UPDATE 6/11/13 @ 11:35 p.m.
LAWRENCE COUNTY, Ky. (WSAZ) -- A tornado may have hit Lawrence County Sunday evening, but it's made more than a lasting impression.
Tony Blevins of Ulysses, Ky., was inside his home when strong winds blew the roof of his house completely off.
"That was a ride I never want to take again," Blevins said. "It was the longest five minutes I've ever been in in my life."
Blevins and his family hunkered down in a hallway for protection. The tornado ripped through the area, leaving downed trees, power lines and serious damage to several homes.
"I'm extremely lucky," Blevins said. "I'm just tickled to death that nobody got hurt, and all this can be replaced ... I'd just rather have my kids and my babies other than everything."
Jim Stapleton of Ulysses is Blevins' neighbor. He also experienced the tornado and experienced roof and hail damage to his home. He described Sunday's tornado like being in a movie.
"Feels like being right in the center of a movie," Stapleton said. "This is something that you see on TV. This is something that don't happen in your backyard. I mean, within a matter of seconds, it went from thunder to rain, to winds like you've never seen before. I mean, it's very scary."
Blevins and others say they have contacted disaster relief to see if there is any help they may be able to get in rebuilding.
Elaine Castle has been remodeling her living room and kitchen for the past two years. Her roof was partially torn off by Sunday’s tornado. She said this brings her family back to square one, but she’s just happy everyone is fine.

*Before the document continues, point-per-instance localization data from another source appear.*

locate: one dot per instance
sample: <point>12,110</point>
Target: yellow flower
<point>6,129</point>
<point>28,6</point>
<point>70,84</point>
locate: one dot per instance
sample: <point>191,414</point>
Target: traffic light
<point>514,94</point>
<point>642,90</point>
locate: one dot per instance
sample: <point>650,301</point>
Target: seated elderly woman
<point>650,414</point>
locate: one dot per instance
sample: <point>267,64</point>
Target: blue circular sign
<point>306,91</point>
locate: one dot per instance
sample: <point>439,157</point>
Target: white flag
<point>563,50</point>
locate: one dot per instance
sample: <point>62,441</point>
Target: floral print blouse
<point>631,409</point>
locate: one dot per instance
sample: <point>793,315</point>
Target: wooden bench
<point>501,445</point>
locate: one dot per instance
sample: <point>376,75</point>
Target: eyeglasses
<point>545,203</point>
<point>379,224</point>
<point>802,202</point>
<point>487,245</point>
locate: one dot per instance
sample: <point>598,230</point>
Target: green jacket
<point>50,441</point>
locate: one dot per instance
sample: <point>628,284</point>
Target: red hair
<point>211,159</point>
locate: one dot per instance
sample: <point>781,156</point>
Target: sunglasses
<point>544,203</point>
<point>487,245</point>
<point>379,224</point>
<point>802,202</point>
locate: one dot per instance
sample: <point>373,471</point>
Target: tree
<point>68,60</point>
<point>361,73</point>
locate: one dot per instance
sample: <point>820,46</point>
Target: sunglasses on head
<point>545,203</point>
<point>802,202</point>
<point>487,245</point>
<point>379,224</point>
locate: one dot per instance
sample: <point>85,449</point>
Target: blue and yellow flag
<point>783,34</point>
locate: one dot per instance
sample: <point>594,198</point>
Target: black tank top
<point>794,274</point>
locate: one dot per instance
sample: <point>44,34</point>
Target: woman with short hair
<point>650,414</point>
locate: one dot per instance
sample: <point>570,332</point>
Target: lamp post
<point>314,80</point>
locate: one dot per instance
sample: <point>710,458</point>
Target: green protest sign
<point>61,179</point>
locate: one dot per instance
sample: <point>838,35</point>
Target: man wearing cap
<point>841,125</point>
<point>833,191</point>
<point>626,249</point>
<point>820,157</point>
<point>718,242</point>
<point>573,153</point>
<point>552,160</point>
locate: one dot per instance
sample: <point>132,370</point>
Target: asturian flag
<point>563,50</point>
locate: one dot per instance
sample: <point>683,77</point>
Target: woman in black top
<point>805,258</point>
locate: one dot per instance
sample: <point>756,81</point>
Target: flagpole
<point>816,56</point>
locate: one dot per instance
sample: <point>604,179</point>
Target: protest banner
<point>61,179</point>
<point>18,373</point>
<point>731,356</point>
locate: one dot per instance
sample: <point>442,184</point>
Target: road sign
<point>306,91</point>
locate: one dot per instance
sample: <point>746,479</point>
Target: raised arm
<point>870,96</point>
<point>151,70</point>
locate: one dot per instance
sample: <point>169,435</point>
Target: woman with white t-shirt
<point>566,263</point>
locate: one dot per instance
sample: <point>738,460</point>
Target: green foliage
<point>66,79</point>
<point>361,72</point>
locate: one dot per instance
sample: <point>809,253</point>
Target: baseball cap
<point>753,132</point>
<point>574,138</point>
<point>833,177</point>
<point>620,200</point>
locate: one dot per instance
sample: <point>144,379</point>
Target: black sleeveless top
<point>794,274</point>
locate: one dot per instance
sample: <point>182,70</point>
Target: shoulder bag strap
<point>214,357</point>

"We can replace everything else, but we can't replace my family,” Castle said. “My family's the most important thing in my life. If it took my whole house, as long as my family's alive, that's the most important thing. Because you can rebuild, but you can't take a life back."
The storm brought high winds and rain, along with hail. Churchgoers at Walnut Grove Baptist Church found themselves in the midst of it when hailstones started pelting their building. On Monday, there were holes all over the siding of the church where the hailstones hit. The church was flooded, but with the work of about 50 church members, they managed to dry out most of the carpet.
Diana Chapman was at the church when it happened. She said the only thing going through her mind was the safety of her family.
“Just grab your family, that's it,” Chapman said. “Just grab your family and hold onto them.”
Chapman said this is the worst storm she’s ever seen in her 26 years. Sabrina Wiley, 37, agreed with her.
“I never seen nothing like this in my life,” Wiley said.
Wiley’s home also was damaged, with shingles lifted from the roof. She didn’t notice it until Monday because it was dark by the time she returned to her house Sunday night.
“They’ll probably have to be fixed,” Wiley said, looking at the side of her roof. “I don’t know if I have any leaks yet or not.”
Crews from the electric company were out Monday morning fixing the power lines. Most of them said they had been working since 8 p.m. Sunday.
This tornado, rated an EF-0 by the National Weather Service, isn’t far from another tornado that hit Lawrence County, Ky., last March. That storm killed two people, with winds twice as powerful as Sunday’s storm.